Dr. Taiping Chen is a geneticist and molecular biologist who studies the regulation and biological functions of epigenetic mechanisms, particularly DNA methylation and histone modifications, in the mammalian system. He was recruited from Novartis Institutes for Biomedical Research (Cambridge, Massachusetts) in September 2011 to the Department of Molecular Carcinogenesis at The University of Texas M.D. Anderson Cancer Center at Science Park, Smithville.

Joshua Mendell, Ph.D
Dr. Joshua Mendell attained his undergraduate degree in Biology at Cornell University in 1996 and subsequently completed an M.D.-Ph.D degree at the Johns Hopkins University School of Medicine in 2003. Josh further pursued a year of postdoctoral research with Hal Dietz at Johns Hopkins.
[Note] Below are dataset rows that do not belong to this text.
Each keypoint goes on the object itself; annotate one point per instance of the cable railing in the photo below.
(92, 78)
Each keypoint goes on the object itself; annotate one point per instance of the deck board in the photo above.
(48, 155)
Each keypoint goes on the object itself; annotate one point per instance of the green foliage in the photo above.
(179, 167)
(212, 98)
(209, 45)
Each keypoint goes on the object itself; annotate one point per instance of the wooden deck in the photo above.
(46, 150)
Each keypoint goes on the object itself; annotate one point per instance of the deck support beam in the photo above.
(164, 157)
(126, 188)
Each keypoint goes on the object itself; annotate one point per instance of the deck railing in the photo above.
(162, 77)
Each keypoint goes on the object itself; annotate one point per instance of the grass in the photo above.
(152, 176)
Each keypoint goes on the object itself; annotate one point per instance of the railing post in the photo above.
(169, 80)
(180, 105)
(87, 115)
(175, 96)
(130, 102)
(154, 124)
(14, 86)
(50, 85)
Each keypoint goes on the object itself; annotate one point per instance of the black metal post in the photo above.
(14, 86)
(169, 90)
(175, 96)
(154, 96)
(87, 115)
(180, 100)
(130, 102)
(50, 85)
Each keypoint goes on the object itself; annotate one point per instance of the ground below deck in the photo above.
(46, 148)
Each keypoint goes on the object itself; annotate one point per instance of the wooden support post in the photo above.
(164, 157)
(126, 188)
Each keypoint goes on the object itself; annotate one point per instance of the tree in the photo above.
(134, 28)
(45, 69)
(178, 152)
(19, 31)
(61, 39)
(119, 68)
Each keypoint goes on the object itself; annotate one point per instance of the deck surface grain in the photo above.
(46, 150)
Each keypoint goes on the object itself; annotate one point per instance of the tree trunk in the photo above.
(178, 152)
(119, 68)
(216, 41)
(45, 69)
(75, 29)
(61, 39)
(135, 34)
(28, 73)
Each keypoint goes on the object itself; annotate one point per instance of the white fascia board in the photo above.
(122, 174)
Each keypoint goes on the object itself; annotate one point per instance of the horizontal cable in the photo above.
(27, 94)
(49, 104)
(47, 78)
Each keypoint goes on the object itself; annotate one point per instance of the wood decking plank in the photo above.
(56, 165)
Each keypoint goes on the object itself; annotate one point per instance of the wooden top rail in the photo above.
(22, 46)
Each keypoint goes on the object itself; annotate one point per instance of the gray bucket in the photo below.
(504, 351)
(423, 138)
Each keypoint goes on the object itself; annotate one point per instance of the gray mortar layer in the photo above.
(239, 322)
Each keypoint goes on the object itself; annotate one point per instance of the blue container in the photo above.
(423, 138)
During his doctoral and post-doctoral training, Josh studied nonsense-mediated mRNA decay (NMD), a ubiquitous pathway in eukaryotic cells through which messenger RNAs containing premature translation termination codons are targeted for degradation. He made important contributions to this field including the identification and functional characterization of core mammalian components of the NMD pathway and the demonstration that mammalian NMD functions not only as a quality control checkpoint during gene expression, but more broadly as a physiologic regulator of thousands of natural transcripts.